This summer I’m choosing to read through Eric Johnson’s Foundations for Soul Care: A Christian Psychology Proposal (IVP, 2007). Eric is the founding director of the Society for Christian Psychology. I’ve skimmed large portions of it before, had numerous, enjoyable conversations with Eric over the years, and am familiar (and mostly agree) with his ideas. But, I thought I might share of few tidbits now and again from what I’m reading. But realize the book is 700 plus pages (he tells me he had to cut 1/3 of his book to get it published!). So, I will not be blogging through it like I have done with others books.
What distinguishes this Christian Psychology?
The book attempts to lay out a framework of Christian psychology. Johnson says that a framework ought to include these core distinctives:
1. It is doxological. It should glorify God in all that it aims to do and understand.
2. It is semiodiscursive. Here, he uses this word to convey that any psychology is a use of words, descriptions, and interpretations that point to meaning. “…soul care is interested in the referential function of various aspects of human life: language, emotions, mental images, actions…”

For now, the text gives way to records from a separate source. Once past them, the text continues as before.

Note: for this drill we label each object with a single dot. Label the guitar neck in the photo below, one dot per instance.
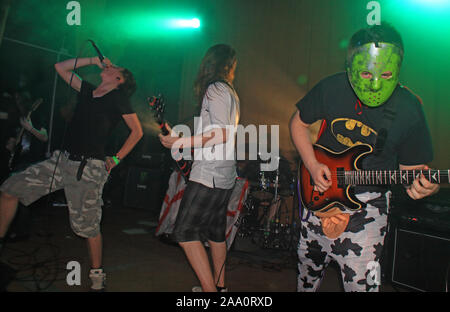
(388, 177)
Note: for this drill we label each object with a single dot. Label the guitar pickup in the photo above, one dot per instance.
(341, 177)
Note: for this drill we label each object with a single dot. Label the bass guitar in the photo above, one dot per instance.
(345, 173)
(158, 106)
(18, 147)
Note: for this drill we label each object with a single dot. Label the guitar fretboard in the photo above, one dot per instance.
(386, 177)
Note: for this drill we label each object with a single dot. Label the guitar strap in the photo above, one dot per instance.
(389, 113)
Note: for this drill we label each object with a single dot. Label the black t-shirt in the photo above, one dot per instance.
(408, 139)
(93, 121)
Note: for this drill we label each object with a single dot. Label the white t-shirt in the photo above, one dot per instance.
(216, 166)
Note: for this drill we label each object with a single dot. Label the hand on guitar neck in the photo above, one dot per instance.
(321, 175)
(420, 187)
(329, 181)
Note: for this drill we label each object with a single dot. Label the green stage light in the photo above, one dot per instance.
(184, 23)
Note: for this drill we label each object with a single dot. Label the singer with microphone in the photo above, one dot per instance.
(81, 167)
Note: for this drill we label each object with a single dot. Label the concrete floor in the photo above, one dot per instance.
(137, 261)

3. It is dialogical/trialogical. It is relational and interactive rather than something that exists by itself.
4. It is canonical. The bible, Johnson says, is the Text of texts. There is a standard that is our guide for soul care.
5. It is psychological. It is interested in the “nature of human beings and their psychopathology and recovery….Christian soul-care providers study the bible not for its own sake but for the light it sheds on the nature of human beings and their well-being and improvement.” (p. 16)
I encourage interested parties to read his first chapters. Chapter one, “The Place for the Bible in Christian Soul Care” acknowledges that “The entire canon shows a concern with human well-being with reference to God.” He goes on to explicate that by sampling from Old and New Testaments as well as to define “soul-healing to include both salvation and sanctification in both vertical and horizontal dimension. Soul healing is not merely for creating the right relationship with God but also for healing and strengthening human to human relationships. Chapter 2 and 3 talk about the misuses of the Bible in both biblical counseling and Christian psychological venues.
This book is exceptionally focused on the foundations. So, we may not expect great focus on whether soul care will greatly reduce mental healthy symptoms. But, lest we only think pragmatic thoughts, we ought to step back and consider the basis of the practical–the theoretical and theological bases for our work.